North Korea’s First Confirmed Coronavirus Patient Shot Dead

To loosely quote Stalin, “No Patient Zero, No Problem.”

For weeks, the outside world has speculated about the severity of the coronavirus outbreak in North Korea. And the entire time, North Korea has persisted in insisting that it doesn’t have a coronavirus problem, even growing furious at a public offer of assistance from the State Department.

For all we know about the North Korean virus response, the government might have simply brainwashed the North Korean people into believing that loyalty to the Workers Party and Supreme Leader Kim Jong Un grants immunity to the virus. However, there have been whispers.

A few weeks ago, there were whispers that one of the first coronavirus patients in the country was brutally killed by the regime after escaping from a (probably unimaginably brutal) quarantine.

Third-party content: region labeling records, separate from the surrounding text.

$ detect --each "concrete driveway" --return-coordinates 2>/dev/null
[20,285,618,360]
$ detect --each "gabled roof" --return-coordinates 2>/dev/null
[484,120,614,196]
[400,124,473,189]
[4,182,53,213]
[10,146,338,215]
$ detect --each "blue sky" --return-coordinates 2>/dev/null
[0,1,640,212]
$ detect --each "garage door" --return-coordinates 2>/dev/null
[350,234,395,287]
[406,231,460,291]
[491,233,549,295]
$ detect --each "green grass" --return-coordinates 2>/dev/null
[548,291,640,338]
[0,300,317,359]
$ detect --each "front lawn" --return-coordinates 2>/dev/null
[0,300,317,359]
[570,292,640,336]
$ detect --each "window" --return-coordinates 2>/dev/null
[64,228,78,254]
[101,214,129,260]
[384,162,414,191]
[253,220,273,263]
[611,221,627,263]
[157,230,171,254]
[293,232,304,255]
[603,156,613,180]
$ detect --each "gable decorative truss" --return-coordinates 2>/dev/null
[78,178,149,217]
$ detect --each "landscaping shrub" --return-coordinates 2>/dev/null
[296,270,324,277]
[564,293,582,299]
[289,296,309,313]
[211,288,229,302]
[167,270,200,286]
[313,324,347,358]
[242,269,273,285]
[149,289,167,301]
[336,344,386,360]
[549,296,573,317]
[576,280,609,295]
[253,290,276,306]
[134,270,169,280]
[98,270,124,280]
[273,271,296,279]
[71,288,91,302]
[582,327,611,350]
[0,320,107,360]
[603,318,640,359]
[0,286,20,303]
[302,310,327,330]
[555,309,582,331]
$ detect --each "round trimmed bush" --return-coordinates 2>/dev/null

Moreover, according to the rumor, he was executed via the traditional North Korean punishment of extirpating criminals by shooting them with an anti-aircraft slug.

Now, IB Times, a shady English-language news website with a reputation for occasionally scooping its more cautious competitors, is reporting that Kim Jong Un allegedly ordered the execution of the country’s first coronavirus patient. IBT cited an anonymous twitter account called “Secret Beijing”, claiming it has a history of reporting accurately.

According to Secret Beijing, an anonymous social media commentator, who terms himself as an analyst on China affairs, the patient was shot dead. The story is still developing and there is still no clarity on the details of the patient executed by North Korea.

The account points out that such brutal tactics are in line with the regime’s reputation.

It had been suggested last week that the patient had left quarantine to visit a public bath, and was killed for doing so. The victim caught the virus in China, then brought it back to NK. Pyongyang reportedly told the WHO that it had tested 141 suspected cases of coronavirus, and that all came up negative.

The South Korean press has reported that several cases have been identified in the North, with some of them leading to death, mirroring what’s happening in Iran’s obviously overwhelmed health-care system.

It’s believed that fear of the virus has kept KJU from appearing in public over the past few weeks.